Dan Yang
Prof. Dan YANG
Innovation and Information Management
Associate Professor
Associate Director, Institute of Digital Economy and Innovation

3917 0015

KK 816

Academic Appointments
  • Associate Director of Institute of Digital Economy and Innovation, HKU, 2022-
  • Associate Professor of Innovation and Information Management (IIM), HKU, 2018-
  • Assistant Professor of Statistics, Rutgers University, 2013-2019
  • Postdoc, Statistical and Applied Mathematical Sciences Institute, 2012-2013
Education
  • Ph.D. in Statistics, University of Pennsylvania, 2007-2012
  • B.S. in Economics, Peking University, China, 2004-2007
  • B.S. in Statistics, Peking University, China, 2003-2007
Biography

Dan Yang is an Associate Professor in Innovation and Information Management of the Business School and Associate Director of Institute of Digital Economy and Innovation at the University of Hong Kong. She received her doctoral degree in Statistics from the Wharton School of the University of Pennsylvania and her bachelor’s degrees in Statistics and Economics from Peking University. Prior to joining HKU, she was an Assistant Professor in Department of Statistics at Rutgers University.
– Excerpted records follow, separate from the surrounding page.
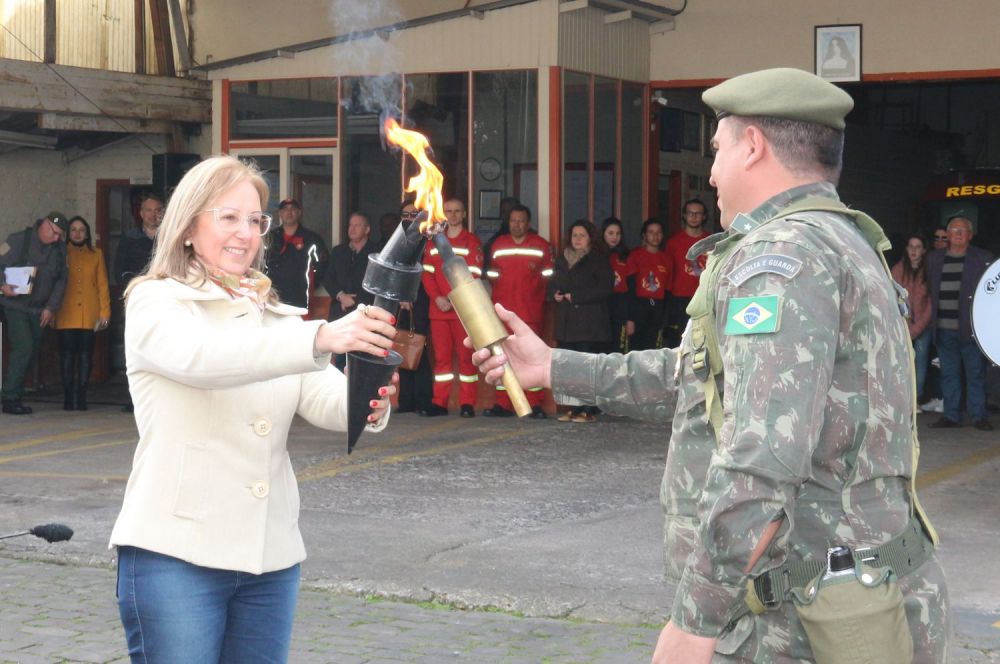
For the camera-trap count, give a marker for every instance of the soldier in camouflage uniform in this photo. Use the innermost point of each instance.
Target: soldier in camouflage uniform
(792, 395)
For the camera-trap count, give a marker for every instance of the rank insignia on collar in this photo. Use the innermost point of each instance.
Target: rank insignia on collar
(753, 315)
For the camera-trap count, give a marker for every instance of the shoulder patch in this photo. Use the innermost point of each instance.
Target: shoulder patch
(753, 315)
(786, 266)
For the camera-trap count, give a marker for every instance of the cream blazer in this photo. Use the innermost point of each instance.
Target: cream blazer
(216, 384)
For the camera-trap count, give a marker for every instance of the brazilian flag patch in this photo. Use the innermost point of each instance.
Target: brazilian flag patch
(753, 315)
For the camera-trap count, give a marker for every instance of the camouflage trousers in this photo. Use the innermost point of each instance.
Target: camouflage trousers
(777, 637)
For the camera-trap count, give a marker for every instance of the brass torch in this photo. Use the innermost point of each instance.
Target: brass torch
(475, 309)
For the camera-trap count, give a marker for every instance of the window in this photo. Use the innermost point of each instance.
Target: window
(284, 108)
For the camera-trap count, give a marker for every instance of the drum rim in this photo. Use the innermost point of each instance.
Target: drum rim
(992, 272)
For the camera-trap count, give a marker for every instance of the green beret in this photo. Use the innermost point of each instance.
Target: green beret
(787, 93)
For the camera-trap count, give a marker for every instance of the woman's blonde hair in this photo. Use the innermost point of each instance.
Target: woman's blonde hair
(195, 193)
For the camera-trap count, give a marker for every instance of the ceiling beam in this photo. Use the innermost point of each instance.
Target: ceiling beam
(659, 27)
(64, 122)
(573, 5)
(28, 140)
(36, 87)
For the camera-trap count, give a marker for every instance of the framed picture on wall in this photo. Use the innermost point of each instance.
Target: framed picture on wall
(838, 52)
(489, 203)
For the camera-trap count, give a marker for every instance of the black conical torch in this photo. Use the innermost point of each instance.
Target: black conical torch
(392, 276)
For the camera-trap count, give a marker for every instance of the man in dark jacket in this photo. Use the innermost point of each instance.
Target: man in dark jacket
(136, 245)
(136, 248)
(953, 274)
(346, 271)
(296, 256)
(41, 247)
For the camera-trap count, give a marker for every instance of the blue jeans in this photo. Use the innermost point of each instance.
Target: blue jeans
(955, 355)
(174, 611)
(921, 357)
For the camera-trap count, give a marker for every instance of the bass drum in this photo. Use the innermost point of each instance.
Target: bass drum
(986, 313)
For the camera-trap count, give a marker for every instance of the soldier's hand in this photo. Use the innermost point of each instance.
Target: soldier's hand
(675, 646)
(529, 356)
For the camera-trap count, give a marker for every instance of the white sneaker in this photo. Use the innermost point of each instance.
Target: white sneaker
(933, 406)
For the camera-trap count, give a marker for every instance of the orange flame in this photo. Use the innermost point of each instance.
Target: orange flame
(428, 182)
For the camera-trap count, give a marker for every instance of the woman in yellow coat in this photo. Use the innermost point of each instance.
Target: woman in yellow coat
(86, 309)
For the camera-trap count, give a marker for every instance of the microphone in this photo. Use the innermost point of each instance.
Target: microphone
(50, 532)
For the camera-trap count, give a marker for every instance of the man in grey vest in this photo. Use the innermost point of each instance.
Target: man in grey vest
(952, 274)
(42, 250)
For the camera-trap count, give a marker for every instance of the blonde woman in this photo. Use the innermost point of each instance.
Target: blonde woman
(208, 540)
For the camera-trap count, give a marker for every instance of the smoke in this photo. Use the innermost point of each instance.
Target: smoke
(369, 51)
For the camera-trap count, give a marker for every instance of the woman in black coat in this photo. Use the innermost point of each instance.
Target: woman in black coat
(581, 287)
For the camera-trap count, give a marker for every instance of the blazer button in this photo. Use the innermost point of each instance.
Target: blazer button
(261, 427)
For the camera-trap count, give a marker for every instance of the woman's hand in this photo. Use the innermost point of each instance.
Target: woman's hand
(380, 406)
(529, 356)
(367, 329)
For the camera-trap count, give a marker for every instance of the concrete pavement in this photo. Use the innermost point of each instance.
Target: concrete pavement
(542, 520)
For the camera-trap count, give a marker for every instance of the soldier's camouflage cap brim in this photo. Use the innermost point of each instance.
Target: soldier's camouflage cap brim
(784, 92)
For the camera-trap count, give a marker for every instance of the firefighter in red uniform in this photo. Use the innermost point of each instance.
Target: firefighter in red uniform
(520, 264)
(447, 332)
(685, 273)
(651, 267)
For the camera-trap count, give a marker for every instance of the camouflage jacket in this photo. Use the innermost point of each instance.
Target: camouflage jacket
(817, 401)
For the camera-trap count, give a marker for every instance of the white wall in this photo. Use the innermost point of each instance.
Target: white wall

Professor Yang’s research interests include tensor data, high-dimensional statistical inference, time series, dimension reduction, network data, functional data, and business applications in economics, finance and healthcare. Her work has been published in journals such as the Journal of the American Statistical Association (with discussion), Annals of Statistics, Journal of the Royal Statistical Society Series B, Journal of Econometrics, Journal of Machine Learning Research, among others. She also served as an associate editor for Statistica Sinica.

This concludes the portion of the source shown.